# Homework Help: Collision - need big help

1. Mar 8, 2004

### Drakon25th

I need help with this question:
A pair of bumper cars in an amusement park ride collide elastically as one approaches the other directly from the rear. One has a mass of 450kg and the other 550kg, owing to differences in passenger mass. if the lighter one approaches at 4.5m/s and the other is moving at 3.7m/s, calculate a)their velocities after the collision and b) the change in momentum of each

ok this is what i know
m1 = 450 kg, v1 = 4.5 m/s
m2 = 550 kg, v2 = 3.7 m/s

i know i'm suppose to use these formulas:
m1v1+m2v2 = m1v1' + m2v2'
and
(1/2)m1v1^2 + (1/2)m2v2^2 = (1/2)m1v1^2' + (1/2)m2v2^2'

my teacher gave us this hw without really explaining anything and the example my book gives to me is very confusing

so i know m1v1+m2v2 = total momentum in this system, which is:
450kg(4.5m/s)+550kg(3.7m/s)=4060 Ns
and the total KE after the collision is:
.5(450kg)(4.5m/s)^2+.5(550kg)(3.7m/s)^2 = 8321J

then my book becomes confusing and i get lost

what do i do?

2. Mar 8, 2004

### Drakon25th

basically this is the work my book gives for the example it has provided:

first: the same two equations i gave
next: using the momentum equation (m1v1+m2v2=m1v1'+m2v2') they get:
v1' = v1 - (m2/m1)v2'

(v2 = 0 in this equation in case you're wondering why that might be missing)

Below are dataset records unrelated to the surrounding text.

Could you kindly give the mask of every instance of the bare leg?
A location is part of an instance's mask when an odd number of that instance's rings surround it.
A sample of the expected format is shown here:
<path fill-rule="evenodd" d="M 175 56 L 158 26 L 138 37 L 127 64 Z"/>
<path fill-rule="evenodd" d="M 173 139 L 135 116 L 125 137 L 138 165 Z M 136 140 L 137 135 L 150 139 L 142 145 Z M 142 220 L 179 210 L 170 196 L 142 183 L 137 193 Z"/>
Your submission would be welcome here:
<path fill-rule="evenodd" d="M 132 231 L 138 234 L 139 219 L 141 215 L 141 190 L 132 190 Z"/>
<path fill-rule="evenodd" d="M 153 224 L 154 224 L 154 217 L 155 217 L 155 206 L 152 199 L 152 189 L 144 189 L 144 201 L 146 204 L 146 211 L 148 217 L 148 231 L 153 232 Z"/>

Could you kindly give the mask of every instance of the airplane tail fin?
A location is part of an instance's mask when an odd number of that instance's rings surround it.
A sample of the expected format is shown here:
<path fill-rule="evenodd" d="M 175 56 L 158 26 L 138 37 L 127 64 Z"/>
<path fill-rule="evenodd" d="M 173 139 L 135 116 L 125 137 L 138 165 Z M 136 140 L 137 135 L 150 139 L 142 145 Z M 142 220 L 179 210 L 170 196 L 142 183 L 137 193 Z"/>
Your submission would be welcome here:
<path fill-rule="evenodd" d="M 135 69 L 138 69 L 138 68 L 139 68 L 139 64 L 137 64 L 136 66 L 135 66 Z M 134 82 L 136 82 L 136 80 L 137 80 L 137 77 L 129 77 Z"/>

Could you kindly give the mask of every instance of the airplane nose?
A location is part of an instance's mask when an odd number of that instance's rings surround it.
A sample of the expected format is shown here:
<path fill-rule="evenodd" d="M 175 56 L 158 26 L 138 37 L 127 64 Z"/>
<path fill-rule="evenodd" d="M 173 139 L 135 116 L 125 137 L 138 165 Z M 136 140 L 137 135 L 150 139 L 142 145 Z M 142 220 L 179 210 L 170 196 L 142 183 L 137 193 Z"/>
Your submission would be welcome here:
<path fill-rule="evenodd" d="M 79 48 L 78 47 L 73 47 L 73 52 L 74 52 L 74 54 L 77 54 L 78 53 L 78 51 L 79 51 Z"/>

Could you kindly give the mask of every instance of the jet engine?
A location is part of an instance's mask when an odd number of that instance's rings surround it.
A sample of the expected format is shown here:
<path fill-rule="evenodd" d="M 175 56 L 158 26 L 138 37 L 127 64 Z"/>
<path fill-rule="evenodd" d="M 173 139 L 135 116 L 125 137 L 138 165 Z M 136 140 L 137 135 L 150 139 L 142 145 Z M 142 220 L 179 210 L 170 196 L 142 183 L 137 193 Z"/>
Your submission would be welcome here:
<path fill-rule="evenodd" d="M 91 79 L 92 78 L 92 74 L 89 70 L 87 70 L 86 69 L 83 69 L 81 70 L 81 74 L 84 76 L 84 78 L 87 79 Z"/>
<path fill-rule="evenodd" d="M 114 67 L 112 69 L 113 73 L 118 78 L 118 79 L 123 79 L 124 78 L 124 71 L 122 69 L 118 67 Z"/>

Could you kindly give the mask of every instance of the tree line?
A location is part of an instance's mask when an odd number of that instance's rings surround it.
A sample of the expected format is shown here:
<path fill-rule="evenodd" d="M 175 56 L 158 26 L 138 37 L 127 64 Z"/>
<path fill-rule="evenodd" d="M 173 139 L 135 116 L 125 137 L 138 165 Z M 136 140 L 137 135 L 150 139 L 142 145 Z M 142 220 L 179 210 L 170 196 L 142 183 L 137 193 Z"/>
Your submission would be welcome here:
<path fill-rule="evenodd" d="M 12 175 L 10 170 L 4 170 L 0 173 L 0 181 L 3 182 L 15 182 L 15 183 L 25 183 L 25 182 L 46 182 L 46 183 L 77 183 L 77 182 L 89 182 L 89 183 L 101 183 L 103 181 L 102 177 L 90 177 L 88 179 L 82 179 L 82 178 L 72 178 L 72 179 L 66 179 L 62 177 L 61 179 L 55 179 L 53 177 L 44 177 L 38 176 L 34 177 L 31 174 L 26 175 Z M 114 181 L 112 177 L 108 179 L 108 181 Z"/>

then they say they substituted that into the KE equation and got:

(v2)'^2 - (v2')((2m1v1)/(m1+m2) = 0

i dont know how they got that equation

(info bout this example:
m1 = 1.01u, v1 = 3.6*10^4m/s
m2 = 4.0u, v2 = 0 m/s)

3. Mar 8, 2004

4. Mar 9, 2004

bump?

5. Mar 9, 2004

### Drakon25th

if im right, my anwer is v1' = 3.73m/s and v2' = 4.34m/s

6. Mar 9, 2004

### HallsofIvy

You know "450kg(4.5m/s)+550kg(3.7m/s)=4060 Ns
and the total KE after the collision is:
.5(450kg)(4.5m/s)^2+.5(550kg)(3.7m/s)^2 = 8321J"

so, taking v1 and v2 as the velocities after the collision, you know

450v1+ 550v2= 4060 and
.5(450)v12+ .5(550)v22= 8321.

Solve those 2 equations for v1 and v2.